Two chapters, however, do not fit into this characterization. These are Orwell’s analyses of the political situation in Barcelona during this time. In some books, they are published as appendices—which I think is a good choice, actually, since they interrupt the flow of the book quite a bit. Despite the abrupt change in tone and subject-matter, however, they make for valuable reading. The machinations and petty political squabbles that went on during this time are astounding. One would think that having a common enemy in Franco would be enough to unite the various factions on the Left, at least for the duration of the war. Instead, the anti-revolutionary communist party ended up declaring the pro-revolutionary communist party (of which Orwell was a member, entirely by chance) to be a fascist conspiracy, resulting in hundreds of people—people who had spent months fighting at the front—being thrown in secret prisons.
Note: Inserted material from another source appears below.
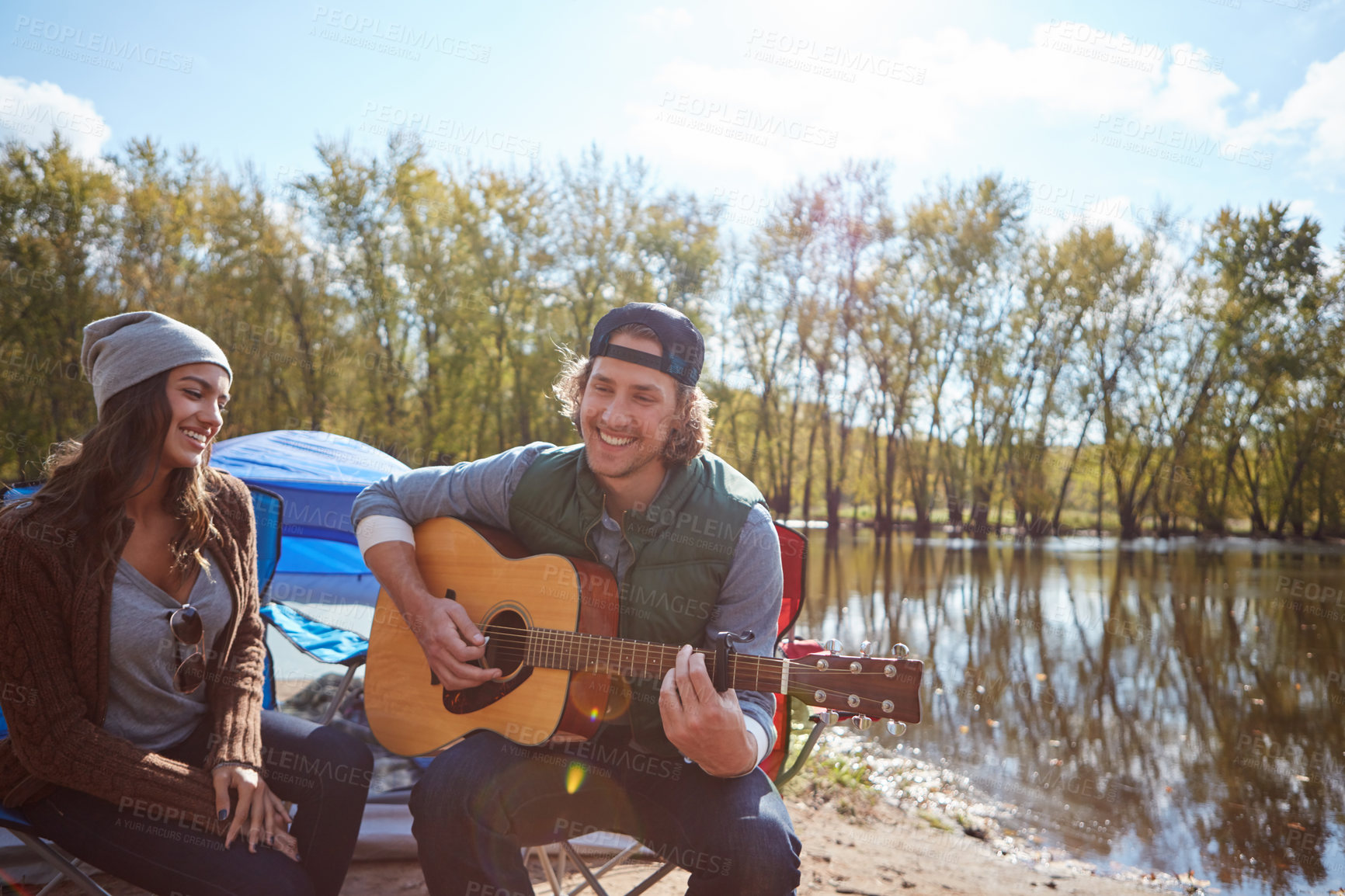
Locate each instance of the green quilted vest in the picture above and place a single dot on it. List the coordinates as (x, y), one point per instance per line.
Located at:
(682, 547)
Orwell himself narrowly escaped.

Nevertheless, I think that Orwell’s analyses of the general situation in Spain should be taken with copious salt. He understands nearly everything through a quasi-Marxist lens of class-warfare, which I think fails to do justice to the complex political and cultural history of the conflict. Added to this, one gets the impression that Orwell’s command of Spanish was fairly rudimentary, which I think greatly limited his ability to understand the war. To his credit, though, Orwell does warn us about his limitations:

In case I have not said this somewhere earlier in the book I will say it now: beware of my partisanship, my mistakes of fact, and the distortion inevitably caused by my having seen only one corner of events. And beware of exactly the same things when you read any other book on this period of the Spanish war.

But these are minor complaints of a book which I found to be supremely well-written and absolutely fascinating. His accounts of life at the front were possibly the best descriptions of war that I’ve ever read, with the exception of those in Tolstoy’s War and Peace. This is not because Orwell saw very much fighting; quite the opposite. Rather, he conveys a sense of the crushing boredom and the sense of futility that many soldiers must feel during a long, draw-out war. Also superb was his portrayal of political oppression, the climate of fear and backstabbing that arose during the party conflicts in Barcelona.

Perhaps most impressive, though, is that, despite all of the hardships Orwell endured, and despite the obvious injustices inflicted on both himself and his friends, he does not come across as bitter or resentful. I leave you with his words:

When you have had a glimpse of such a disaster as this—and however it ends the Spanish war will turn out to have been an appalling disaster, quite apart from the slaughter and physical suffering—the result is not necessarily disillusionment and cynicism. Curiously enough the whole experience has left me with not less but more belief in the decency of human beings.